The following phases briefly describe the Tardigrade recovery workflow:
This step has no impact to running customer VMs. It simply recycles all services running on the host. In the rare case that the faulted service does not successfully restart, we proceed to Phase 2.
Our diagnostics service runs on the host to collect all relevant logs/dumps systematically, to ensure that we can thoroughly diagnose the reason for failure in Phase 1. This comprehensive analysis allows us to ‘root cause’ the issue and thereby prevent reoccurrences in the future.
At a high level, we reset the OS into a healthy state with minimal customer impact to mitigate the host issue. During this phase we preserve the states of each VM to RAM, after which we begin to reset the OS into a healthy state. While the OS swiftly resets underneath, running applications on all VMs hosted on the server briefly ‘freeze’ as the CPU is temporarily suspended. This experience is similar to a network connection temporarily lost but quickly resumed due to retry logic. After the OS is successfully reset, VMs consume their stored state and resume normal activity, thereby circumventing any potential VM reboots.
With the above principles we ensure that the failure of any single component in the host does not impact the entire system, making customer VMs more immune to unanticipated host faults. This also allows us to recover quickly from some of the most extreme forms of critical failures (like kernel level failures and firmware issues) while still retaining the virtual machine state that you care about.
Currently we use the aforementioned Tardigrade recovery workflow to catch and quickly recover from potential software host failures in the Azure fleet. In parallel we are continuously innovating our technical capabilities and expanding to different host failure scenarios we can combat with this resiliency initiative.
We are also looking to explore the latest innovations in machine learning to harness the proactive capabilities of Project Tardigrade. For example, we plan to leverage machine learning to predict more types of host failures as early as possible. For example, to detect abnormal resource utilization patterns of the host that may potentially impact its workloads. We will also leverage machine learning to help recommend appropriate repair actions (like Tardigrade recovery steps, potentially live migration, etc.) thereby optimizing our fleetwide recovery options.
As customers continue to shift business-critical workloads onto the Microsoft Azure cloud platform, we are constantly learning and improving so that we can continue to meet customer expectations around interruptions from unplanned failures. Reliability is and continues to be a core tenet of our trusted cloud commitments, alongside compliance, security, privacy, and transparency.
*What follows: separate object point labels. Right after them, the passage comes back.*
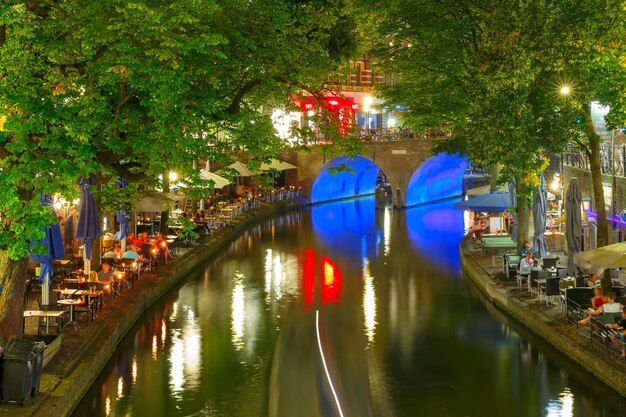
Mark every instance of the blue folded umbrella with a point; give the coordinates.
(88, 228)
(52, 241)
(492, 203)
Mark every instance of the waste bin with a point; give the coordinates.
(38, 350)
(17, 371)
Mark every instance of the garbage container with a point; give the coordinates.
(38, 350)
(17, 371)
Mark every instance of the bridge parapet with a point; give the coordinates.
(398, 160)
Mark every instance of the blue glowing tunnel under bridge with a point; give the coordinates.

Across all of these areas, we know that customer trust is earned and must be maintained, not just by saying the right thing but by doing the right thing. Platform resiliency as practiced by Project Tardigrade is already strengthening VM availability by ensuring that underlying host issues do not affect your VMs.
We will continue to share further improvements on this project and others like it, to be as transparent as possible about how we’re constantly improving platform reliability to empower your organization.